Shubman was bawling in Virat's arms now, his tears staining Virat's shirt; atleast Virat hoped it was only tears. He loved the kid, but a snotty Shubman was not something he wanted to deal with.

Alright, time for some Rohit-estyle tough love, thought Virat, and instantly grimaced. He vowed to never let Rohit know that he was about to use his technique; he would never hear the end of it.

He lifted Shubman's head from his shoulders and asked him, as calmly as he could,

"What were his exact words?"

Shubman scrunched his forehead in an effort to remember.

"He said he did not want to go through the pain of dying-esque feelings again, that he could never let me in for fear of me leaving again. He said he's too tired and does not have the strength to go through it again–"

"And do you plan to? Leave him again?"

"Ofcourse not, what kind of question is that? How could you even ask me–"

Virat smacked Shubman, hard, in the middle of his rant. Shubman looked at him, gobsmacked.

"How Ishan puts up with you, I have no idea. You idiot, he said he doesn't want to go through it again. If you are not going to put him through it again, how did you conclude that you lost him? He is hurt, he is upset - he is allowed to be. It's your job to show him that you don't plan on leaving, that he's stuck with you. Woo him, take care of him, show him you mean what you say - dikhade tu mera chela hai."

Shubman still looked stunned, so Virat rolled his eyes, and continued,

"Tell me something - what happened with Sara? I thought you liked her."

At this, Shubman turned sheepish and awkward.

"I–I thought so too. We were friends for so long, and I think I got swept up in the normalcy and obviousness of it all. Everyone around me kept hinting at us as a couple, my dad starting mapping out my future everytime I talked to him, and it kind of starting making sense.

I asked her out and she said yes, but she knew there was no spark there - I took a long time to figure it out. I didn't feel like sharing my daily to-dos with her, everything that happened, all the cool things I saw - she was not the one I wanted to share it with. I thought the feeling might disappear after a while, but it only got stronger. I missed Ishan, a lot. I craved his smile, his presence, but he found reasons to not be around me.
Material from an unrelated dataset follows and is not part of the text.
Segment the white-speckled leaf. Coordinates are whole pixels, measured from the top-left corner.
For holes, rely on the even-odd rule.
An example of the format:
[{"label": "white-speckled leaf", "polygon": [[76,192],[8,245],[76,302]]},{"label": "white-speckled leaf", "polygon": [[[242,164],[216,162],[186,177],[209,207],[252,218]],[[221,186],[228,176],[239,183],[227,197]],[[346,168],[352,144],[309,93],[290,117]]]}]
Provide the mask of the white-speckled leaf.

I didn't know how to face him after what I had done, but staying away from him was agonizing. I-I fucked up, bhai. I fucked up."

"Yeah you did."

Shubman looked up at him then, surprised.

"What, I call them like I see them. You fucked up, big time. But the good thing is, all hope is not lost. I have seen the way you look at him, but more importantly, I see the way he looks at you - like a forbidden fruit that he craves but can never have. He steals glances at you when he thinks no one's looking, he keeps looking at the door awaiting your arrival....trust me, you both are goners. Now all you have to do is make him believe that you are forever, and make it stick."

"But that's the hardest part!"

"Didn't say it was going to be easy, Kaake!"